Durante el mediodía de este viernes se realizó el sorteo de la bicicleta mountain bike entre los contribuyentes que abonaron la boleta mensual por tasas retributivas del mes de octubre y también aquellos que había efectuado el pago anual.

La ganadora fue Gregoria Pinto, contribuyente N° 02179, domiciliada en barrio San Martín. El sorteo se realizó con la presencia de la escribana pública Roxana Hérnandez. Participó también el intendente Marcelo Orazi y funcionarias de la Secretaría de Economía y Finanzas.

La señora Pinto deberá acercarse a la Municipalidad en horario de atención al público para retirar su premio. Cabe aclarar que se extrajeron otros cinco números correspondientes a los suplentes, en el caso de que la ganadora no se presente.

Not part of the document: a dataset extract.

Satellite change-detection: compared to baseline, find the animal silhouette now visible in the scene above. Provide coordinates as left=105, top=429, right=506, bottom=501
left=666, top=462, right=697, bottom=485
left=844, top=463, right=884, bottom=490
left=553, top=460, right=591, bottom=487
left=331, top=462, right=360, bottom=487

Recordemos que éste fue el primer sorteo en el marco de la campaña impulsada por el Municipio tendiente a incentivar el pago de la última boleta mensual.

Los siguientes serán:

*15 de diciembre deben tener al día la cuota de tasas retributivas del mes de noviembre (se sortea una bicicleta mountain bike).

*12 de enero de 2022 deben tener al día la cuota de tasas retributivas del mes de diciembre (se sortea una bicicleta mountain bike).

*Sorteo final: 12 de enero de 2022 deben tener al día las cuotas de tasas retributivas de los meses de octubre, noviembre y diciembre (se sortea un monopatín eléctrico y un juego de dos sillas reposeras).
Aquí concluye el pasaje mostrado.